GUADALAJARA.— La mandíbula tensa, muelas que chocaban entre ellas y la mirada fija a un objetivo que le eludió. La primera ronda de la golfista mexicana Lorena Ochoa distó de lo que ella esperaba. El score de 73, dos sobre par, fue una manera difícil de iniciar el torneo que había soñado desde que era niña.
“No fue mi mejor inicio, fue difícil con todas las emociones y la adrenalina”, dijo la número uno del mundo.
Parada en el fairway del hoyo 17, la mexicana miraba impotente cómo su tiro caía en el lugar incorrecto del green, sacudió la cabeza en modo de desaprobación y pasó el trago sin más que hacer que intentar sobreponerse. A esas alturas Ochoa cargaba a cuestas tres bogeys y un birdie, por lo que embocar un pájaro era primordial.
Eso no sucedió en el 17, Ochoa salvó el par y siguió adelante.
El hoyo 18, la última oportunidad para el birdie, esperaba ante ella, con cientos de fanáticos esperando también.
Lorena no dejó escapar la oportundidad y envió su tercer tiro a menos de un metro de la bandera, para ponerse en posición. La galería contuvo la respiración en ese putt y la bola entró para algarabía de la gente que dejó de lado sus empleos, clases y otros compromisos de la vida cotidiana de un jueves para acompañar a Ochoa en su travesía.
“Fallé mis segundos tiros, siempre estuve lejos de la bandera; voy a practicar algunas bolas para acabar con buen sabor”, dijo. “No estoy nerviosa.

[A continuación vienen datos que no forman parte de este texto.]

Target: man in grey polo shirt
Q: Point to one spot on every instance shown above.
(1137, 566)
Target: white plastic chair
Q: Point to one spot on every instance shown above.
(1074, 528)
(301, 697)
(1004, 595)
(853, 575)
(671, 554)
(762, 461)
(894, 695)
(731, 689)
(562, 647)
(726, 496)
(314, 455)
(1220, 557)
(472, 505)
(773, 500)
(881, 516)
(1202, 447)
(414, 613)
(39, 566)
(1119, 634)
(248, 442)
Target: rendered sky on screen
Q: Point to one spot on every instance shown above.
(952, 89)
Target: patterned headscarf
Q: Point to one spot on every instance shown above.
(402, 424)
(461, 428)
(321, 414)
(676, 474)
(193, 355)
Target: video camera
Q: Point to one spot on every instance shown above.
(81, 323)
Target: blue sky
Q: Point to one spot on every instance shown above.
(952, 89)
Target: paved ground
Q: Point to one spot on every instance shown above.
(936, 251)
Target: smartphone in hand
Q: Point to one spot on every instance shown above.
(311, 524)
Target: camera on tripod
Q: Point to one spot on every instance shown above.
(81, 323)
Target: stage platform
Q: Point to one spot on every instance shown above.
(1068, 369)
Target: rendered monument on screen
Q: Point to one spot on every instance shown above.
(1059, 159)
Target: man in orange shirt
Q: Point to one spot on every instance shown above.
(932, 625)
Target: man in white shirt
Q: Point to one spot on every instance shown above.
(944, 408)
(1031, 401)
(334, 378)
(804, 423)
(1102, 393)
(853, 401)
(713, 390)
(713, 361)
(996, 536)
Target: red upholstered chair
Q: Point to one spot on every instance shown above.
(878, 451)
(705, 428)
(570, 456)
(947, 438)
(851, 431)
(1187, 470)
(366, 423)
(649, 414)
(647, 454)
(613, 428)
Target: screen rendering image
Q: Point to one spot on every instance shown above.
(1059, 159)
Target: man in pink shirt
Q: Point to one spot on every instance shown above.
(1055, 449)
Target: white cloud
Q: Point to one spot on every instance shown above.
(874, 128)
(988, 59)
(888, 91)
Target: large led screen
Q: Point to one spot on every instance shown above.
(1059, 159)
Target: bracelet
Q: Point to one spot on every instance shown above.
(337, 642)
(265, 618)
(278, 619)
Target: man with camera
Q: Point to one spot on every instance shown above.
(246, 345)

Me siento motivada por la gente”.
Esta mañana la tapatía saldrá a tratar de remontar los cinco golpes de diferencia que tiene con respecto a las líderes, incluida la sueca Annika Sorenstam, quien será un rival duro de vencer.
Un grupo de 15 manifestantes se apostó ante una de las entradas del Guadalajara Country Club para protestar porque, según decían, el gobernador Emilio Gonzalez Marquez donó un millón de dólares para gastos del Lorena Ochoa Invitational. Los inconformes señalaban que dicho presupuesto salió del erario público.